I’m not sure you two bunnies appreciate what this girl is doing on your behalf. She typically doesn’t sit still for very long or focus very easily for long periods of time. Her mind is going to fast in too many directions. So, for her to sit, quietly, waiting for you to get used to her…well, that just doesn’t happen very often. I mean, look at her! She’s been in there so long, she’s actually gotten tired and is laying down in there.

And, listen. One last thing about the antibiotics I have to give you twice a day. It would be nice to have some cooperation. I mean, really. It’s not too much to ask. It’s not like I’ve ever medicated a bunny or anything. And you are both being very difficult. At the very least, I’d like you not to sniff the dropper and then immediately freak out before I can get a little in your mouth. I’ll tell you something…I’ve always had a fear of bunny bites. I don’t know where it came from, but it’s the biggest reason why I’ve never wanted to own a bunny. And you guys are getting dangerously close to biting me–if not for my lightning quick reflexes, you’d have gotten my finger good. Knock it off, or it’s back to the garage for ya. Or, into my soup pot, if you get my drift.
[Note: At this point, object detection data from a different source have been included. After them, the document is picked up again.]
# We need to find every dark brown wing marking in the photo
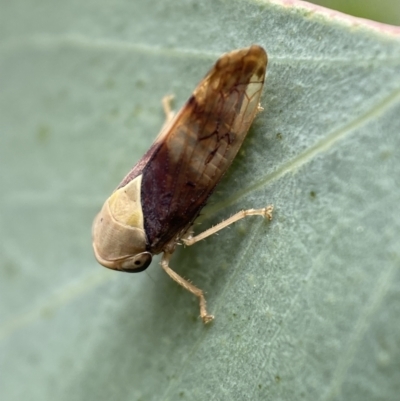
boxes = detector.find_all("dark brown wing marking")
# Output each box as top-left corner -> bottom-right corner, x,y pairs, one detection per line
142,45 -> 267,253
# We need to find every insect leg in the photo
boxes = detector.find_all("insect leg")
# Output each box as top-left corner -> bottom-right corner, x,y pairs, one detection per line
161,252 -> 214,323
181,205 -> 274,246
162,95 -> 175,125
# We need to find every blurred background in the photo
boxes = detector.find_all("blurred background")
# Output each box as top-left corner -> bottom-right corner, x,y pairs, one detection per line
310,0 -> 400,25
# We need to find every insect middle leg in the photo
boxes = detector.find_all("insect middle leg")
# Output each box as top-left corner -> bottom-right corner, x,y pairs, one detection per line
181,205 -> 274,246
161,252 -> 214,323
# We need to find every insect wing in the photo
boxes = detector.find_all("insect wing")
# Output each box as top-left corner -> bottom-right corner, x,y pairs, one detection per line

So, to recap…here’s what I need from you to make our partnership successful this summer, until you go back to your school home at Running River. 1) Start being more friendly to The Naturalist. 2) Start taking your medicine more easily. Good gracious, my kids are better at it than you are!

Thank you. That is all. Let’s hope we start seeing some warming up behavior from both of you very soon.

Adultitis

I’ll start with one of my favorite lines in a song, by way of The Indigo Girls:

The best thing you’ve ever done for me,
Is to help me take my life less seriously,
It’s only life after all…

My adventure into homeschooling, and then even further into unschooling, hasn’t been just about “learnin’ my kids”. In a bigger way, it’s been about me loosening up. Opening up. Getting outside my rigid operating system and really looking at my life. Getting back to the place where everything is fresh and new…and every day is an adventure. I guess spending 24/7 with kids will do that to you.

When we started homeschooling, it came at a stressful time wondering what the future held for a child who wasn’t succeeding at school. And the thought of taking on the schooling at home added even more stress. But that was nothing compared to what The Naturalist was feeling: Panic attacks. Nervous eye twitches. Stuttering. Bouts of crying before and after school. An actual diagnosis of Generalized Anxiety Disorder. !!! She was 8, people!!!!!

As I sat with her after I pulled her out of school, I remembered how I had felt at her age. I think everyone, as a kid, thinks that being an adult will be SO COOL. You can make your own rules! Eat whatever you want! Play for as long as you want! Have more time for TV and sleepovers! The possiblities seemed endless.

But then I realized that here I was, an adult, and I wasn’t doing any of those things. Call it ‘responsibility’, or ‘growing up’…but the fact was, I had all the pressures of an adult but none of the fun I thought I would have. And, seeing that fun was something that my daughter desperately needed, that became my goal for both of us. For us to live a little. Explore, investigate, question, and not to sweat the small stuff.

The Naturalist was really good at this, and soon her school specific anxiety cleared up. In fact, ironically–at a time I had designated myself as the teacher, she ended up being the expert when it came to lightening up.

She helps all of us have fun, actually.

I found a website that has highlighted a nasty habit I have of getting even MORE stressed out when life is getting hectic around me. Adultitis. The reality is, that the times when I’m most aggravated/annoyed/frustrated/high strung/kid induced crazy, are the times when I probably am in the biggest need of a good laugh.